Peatlands are an incredibly under-appreciated habitat. But they’re so important for so, so many reasons, as well as their own integral right to exist and be protected.
They do so much for us in terms of ecosystem services, but so many people just don't know how important they are. Even growing up near peatlands, you don't hear much about them.
Peatlands are very much a place where, until you go and explore for yourself, you don't see all the magic that's happening down on the ground. So I really just wanted to come here, and try to spread the word about how amazing they are, and get people talking about them.
What are your hopes for COP26?
I really hope that policymakers will be able to make some firm commitments to protect peatlands and other environments.
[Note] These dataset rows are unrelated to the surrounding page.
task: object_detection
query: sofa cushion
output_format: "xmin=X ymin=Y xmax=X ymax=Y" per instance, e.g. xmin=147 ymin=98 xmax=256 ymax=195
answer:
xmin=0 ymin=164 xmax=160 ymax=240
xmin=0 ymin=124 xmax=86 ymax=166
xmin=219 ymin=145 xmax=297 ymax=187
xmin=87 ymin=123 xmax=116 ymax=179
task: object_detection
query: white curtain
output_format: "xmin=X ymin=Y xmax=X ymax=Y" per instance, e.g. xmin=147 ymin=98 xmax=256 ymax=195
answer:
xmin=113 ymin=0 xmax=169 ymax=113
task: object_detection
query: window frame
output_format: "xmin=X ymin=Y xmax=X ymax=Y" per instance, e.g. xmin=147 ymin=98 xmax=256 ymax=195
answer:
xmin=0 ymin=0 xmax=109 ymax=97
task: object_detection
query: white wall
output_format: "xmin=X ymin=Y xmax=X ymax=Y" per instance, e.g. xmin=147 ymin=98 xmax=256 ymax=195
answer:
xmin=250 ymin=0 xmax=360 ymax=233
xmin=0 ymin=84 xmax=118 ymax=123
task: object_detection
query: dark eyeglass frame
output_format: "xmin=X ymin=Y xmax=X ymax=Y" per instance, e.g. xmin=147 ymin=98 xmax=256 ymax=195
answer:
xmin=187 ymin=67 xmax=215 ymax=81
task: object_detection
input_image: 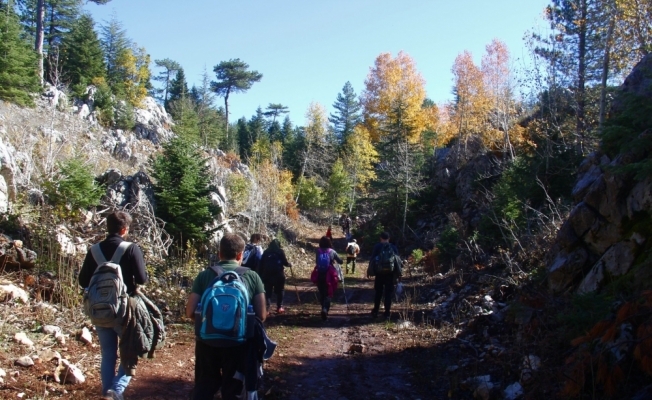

There's been so much talk for so long about what we're going to do and how we're going to do it. But it's time that we actually put those plans into action and see something happening.
As someone from Scotland, what does it mean for COP26 to be here in Glasgow?
It's really incredible. I think it gives Scotland and the rest of the UK this opportunity to show everyone else what we're going to do and how we're going to lead the way.
I'm not sure that's happening at the moment, but I'm hoping that we'll pull through and be able to show exactly what we want to happen and how it should happen.
What’s the one thing you hope people take away from COP26?
We're here because there's a climate emergency. But there's a nature emergency going on as well.
And actually, they're intertwined. It's not just one or the other. By tackling the nature emergency - for instance where we've got biodiversity loss - we're also going to help the climate.
It's not just one or the other, we can all work together towards the same goal.
And it's not just regional or national issues. It's a global thing, as everyone knows. So while we might make policies here in the UK, just for the UK, we need to try and encourage others to make those same decisions and vice versa.
It's going to help everyone. It's not everyone for themselves, it's everyone for everyone.